Les résultats de l’évaluation des politiques et institutions publique en Afrique, produits par la Banque mondiale ont été rendus publics mercredi dernier.

3,3/6. C’est la note que le Cameroun a obtenue à l’issue de l’évaluation 2017 des politiques et des institutions en Afrique subsaharienne (CPIA) de la Banque mondiale. Une performance en légère progression par rapport à 2016 (3,2) et qui place le pays au-dessus de la moyenne (3,1). 

Avec la performance 2017, affirme-t-on à la Banque mondiale, le Cameroun a atteint son meilleur score ces dix dernières années. Une réussite réalisée grâce à la mise en œuvre des réformes économiques et financières en cours dans le pays, entre autres.

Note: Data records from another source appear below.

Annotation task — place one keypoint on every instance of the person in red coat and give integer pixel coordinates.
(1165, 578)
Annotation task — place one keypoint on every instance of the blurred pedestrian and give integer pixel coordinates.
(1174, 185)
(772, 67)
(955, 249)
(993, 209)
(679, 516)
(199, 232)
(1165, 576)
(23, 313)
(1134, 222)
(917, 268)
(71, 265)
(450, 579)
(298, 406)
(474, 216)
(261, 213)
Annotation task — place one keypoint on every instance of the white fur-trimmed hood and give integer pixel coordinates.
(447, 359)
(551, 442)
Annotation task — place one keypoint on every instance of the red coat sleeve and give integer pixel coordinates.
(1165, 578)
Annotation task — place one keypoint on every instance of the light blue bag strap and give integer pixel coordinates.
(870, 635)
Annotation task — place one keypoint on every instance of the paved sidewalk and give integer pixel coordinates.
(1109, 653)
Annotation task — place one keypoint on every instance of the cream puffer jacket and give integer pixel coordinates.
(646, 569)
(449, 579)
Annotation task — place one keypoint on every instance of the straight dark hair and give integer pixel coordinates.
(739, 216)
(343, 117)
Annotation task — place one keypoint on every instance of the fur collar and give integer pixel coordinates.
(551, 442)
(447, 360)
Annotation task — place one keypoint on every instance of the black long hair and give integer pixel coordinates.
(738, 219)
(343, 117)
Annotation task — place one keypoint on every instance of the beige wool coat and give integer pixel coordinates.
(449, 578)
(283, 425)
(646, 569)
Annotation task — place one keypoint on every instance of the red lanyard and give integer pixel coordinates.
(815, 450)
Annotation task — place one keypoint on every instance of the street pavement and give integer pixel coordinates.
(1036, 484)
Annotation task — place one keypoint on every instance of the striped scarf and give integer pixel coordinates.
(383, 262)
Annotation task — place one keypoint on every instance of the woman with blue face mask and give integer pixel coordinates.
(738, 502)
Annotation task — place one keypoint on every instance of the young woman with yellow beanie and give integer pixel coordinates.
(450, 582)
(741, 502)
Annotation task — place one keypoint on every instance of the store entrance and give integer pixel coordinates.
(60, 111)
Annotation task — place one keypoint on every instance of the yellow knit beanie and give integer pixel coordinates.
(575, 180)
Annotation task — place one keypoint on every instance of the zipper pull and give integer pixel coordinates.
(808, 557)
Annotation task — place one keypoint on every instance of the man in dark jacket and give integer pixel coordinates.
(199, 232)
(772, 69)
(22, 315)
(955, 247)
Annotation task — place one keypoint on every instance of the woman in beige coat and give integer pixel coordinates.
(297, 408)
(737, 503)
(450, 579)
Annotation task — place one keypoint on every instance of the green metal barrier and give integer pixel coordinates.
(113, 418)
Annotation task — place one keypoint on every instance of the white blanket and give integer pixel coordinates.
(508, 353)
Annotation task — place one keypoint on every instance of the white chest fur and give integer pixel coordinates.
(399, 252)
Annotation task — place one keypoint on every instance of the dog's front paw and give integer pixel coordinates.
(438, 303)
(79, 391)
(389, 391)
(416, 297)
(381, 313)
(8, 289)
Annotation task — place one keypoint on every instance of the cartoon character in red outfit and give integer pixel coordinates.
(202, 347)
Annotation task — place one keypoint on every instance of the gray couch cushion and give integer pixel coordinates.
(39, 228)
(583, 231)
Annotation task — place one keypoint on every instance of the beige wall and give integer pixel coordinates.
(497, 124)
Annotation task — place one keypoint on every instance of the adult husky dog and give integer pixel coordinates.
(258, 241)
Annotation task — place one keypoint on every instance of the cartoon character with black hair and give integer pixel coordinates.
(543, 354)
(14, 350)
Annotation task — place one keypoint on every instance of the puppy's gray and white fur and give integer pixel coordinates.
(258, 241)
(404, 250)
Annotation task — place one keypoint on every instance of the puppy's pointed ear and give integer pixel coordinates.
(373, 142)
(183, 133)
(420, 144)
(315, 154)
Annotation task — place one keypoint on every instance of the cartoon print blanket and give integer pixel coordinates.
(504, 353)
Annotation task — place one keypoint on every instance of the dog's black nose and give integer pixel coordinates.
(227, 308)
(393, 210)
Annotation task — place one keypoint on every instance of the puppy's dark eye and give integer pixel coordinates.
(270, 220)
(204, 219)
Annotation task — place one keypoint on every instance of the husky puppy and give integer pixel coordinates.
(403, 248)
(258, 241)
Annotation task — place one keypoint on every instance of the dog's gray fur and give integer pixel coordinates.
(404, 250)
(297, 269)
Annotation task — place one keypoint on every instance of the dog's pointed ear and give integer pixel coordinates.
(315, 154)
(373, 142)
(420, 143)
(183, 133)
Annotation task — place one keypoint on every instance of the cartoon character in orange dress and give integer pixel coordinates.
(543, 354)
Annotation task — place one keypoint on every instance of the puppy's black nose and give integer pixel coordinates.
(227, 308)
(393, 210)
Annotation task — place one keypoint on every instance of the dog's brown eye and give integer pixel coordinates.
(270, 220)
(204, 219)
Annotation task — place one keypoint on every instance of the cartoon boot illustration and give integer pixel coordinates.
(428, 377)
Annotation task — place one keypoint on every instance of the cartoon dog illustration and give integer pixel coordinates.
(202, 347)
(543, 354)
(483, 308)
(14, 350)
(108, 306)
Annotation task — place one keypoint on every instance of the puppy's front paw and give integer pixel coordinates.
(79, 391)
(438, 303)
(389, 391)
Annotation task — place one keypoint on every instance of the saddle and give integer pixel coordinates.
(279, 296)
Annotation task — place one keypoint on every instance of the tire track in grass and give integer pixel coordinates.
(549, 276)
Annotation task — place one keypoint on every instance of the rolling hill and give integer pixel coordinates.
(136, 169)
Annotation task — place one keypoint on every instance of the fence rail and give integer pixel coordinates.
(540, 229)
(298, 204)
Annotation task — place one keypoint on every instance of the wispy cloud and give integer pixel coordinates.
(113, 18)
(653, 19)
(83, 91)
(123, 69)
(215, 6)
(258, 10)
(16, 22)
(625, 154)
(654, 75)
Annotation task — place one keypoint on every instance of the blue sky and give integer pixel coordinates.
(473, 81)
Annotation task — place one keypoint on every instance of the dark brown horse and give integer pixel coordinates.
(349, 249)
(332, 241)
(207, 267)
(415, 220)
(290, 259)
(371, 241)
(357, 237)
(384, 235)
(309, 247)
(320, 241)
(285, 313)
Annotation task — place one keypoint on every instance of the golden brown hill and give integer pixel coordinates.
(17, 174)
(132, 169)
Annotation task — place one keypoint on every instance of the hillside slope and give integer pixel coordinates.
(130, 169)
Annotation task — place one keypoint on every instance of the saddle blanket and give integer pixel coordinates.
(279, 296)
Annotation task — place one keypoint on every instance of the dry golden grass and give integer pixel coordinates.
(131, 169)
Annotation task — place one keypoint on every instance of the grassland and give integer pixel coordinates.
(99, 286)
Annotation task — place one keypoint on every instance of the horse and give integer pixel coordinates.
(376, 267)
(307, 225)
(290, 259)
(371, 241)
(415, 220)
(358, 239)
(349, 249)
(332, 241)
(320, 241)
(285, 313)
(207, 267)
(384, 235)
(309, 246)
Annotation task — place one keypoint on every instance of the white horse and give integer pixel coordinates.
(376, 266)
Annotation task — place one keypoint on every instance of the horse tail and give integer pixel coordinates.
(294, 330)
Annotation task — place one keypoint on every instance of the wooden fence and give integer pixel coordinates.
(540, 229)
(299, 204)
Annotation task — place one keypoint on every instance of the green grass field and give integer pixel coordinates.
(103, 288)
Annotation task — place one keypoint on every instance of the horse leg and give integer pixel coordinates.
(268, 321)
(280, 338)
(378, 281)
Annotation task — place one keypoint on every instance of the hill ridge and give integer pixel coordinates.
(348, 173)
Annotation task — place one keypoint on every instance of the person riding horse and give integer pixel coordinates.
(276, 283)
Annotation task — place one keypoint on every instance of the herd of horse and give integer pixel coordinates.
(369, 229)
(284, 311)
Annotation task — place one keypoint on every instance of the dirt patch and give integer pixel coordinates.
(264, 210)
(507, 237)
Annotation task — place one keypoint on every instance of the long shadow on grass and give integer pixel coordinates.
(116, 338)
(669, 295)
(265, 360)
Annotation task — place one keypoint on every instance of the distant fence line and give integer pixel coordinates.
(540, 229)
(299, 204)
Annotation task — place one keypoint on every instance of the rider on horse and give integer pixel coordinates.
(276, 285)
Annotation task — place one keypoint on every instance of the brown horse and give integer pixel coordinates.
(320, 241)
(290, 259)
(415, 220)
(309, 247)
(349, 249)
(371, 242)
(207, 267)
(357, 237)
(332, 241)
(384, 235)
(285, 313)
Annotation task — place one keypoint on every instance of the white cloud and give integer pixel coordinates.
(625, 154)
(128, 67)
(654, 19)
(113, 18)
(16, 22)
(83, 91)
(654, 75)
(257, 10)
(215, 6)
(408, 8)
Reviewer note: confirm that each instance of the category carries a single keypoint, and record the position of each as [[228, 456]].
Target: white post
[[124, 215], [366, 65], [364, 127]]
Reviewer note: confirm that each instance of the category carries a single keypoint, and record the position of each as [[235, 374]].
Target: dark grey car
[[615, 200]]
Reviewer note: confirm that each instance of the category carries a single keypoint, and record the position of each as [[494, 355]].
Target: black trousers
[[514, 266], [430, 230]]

L’information a été rendue publique mercredi dernier, au cours d’une vidéoconférence animée par Albert Zeufack, économiste en chef de la Banque mondiale pour l’Afrique. Face à lui, des journalistes et des membres des organisations de la société civile de plusieurs pays, pour décrypter cet autre classement de l’institution, pas très connu. Comparativement au Doing Business par exemple.

En effet, cette analyse couvre 38 pays africains et mesure leurs progrès dans le renforcement de la qualité des politiques et institutions publiques. Les pays sont notés sur une échelle de 1 (note la plus faible) à 6 (note la plus élevée) pour 16 indicateurs de développement regroupés dans quatre catégories : gestion économique ; politiques structurelles ; politiques d’insertion sociale et d’équité ; gestion et institutions du secteur public.

Selon Albert Zeufack, « le CPIA est un outil important pour les pays africains car non seulement un meilleur score permet d’augmenter le montant des financements concessionnels octroyés par la Banque mondiale, mais aussi parce que c’est un excellent outil pour élaborer et suivre les politiques publiques. Par conséquent, nos pays devraient accorder plus d’attention à cet outil important et l’utiliser. »

Revenant au Cameroun, les experts de la Banque affirme que sur la quatre catégories ciblées par l’évaluation, c’est le point sur la gestion et institutions du secteur public composé notamment des droits de propriété et de gouvernance fondée sur les règles, de la transparence, redevabilité et corruption dans le secteur public, qui est un plomb dans l’aile du pays. Sur ces deux aspects en effet, le Cameroun est en deçà de la moyenne.

Et sur ce qu’il faut entreprendre pour remonter ces notes, Albert Zeufack est clair : « Ce n’est pas à la Banque mondiale d’améliorer le score d’un pays. Chacun, après avoir pris connaissance du rapport peu se rapprocher de nous pour qu’on y travaille ensemble ». Toutefois, il souligne qu’il faut soutenir les réformes dans le temps pour voir son score CPIA s’améliorer.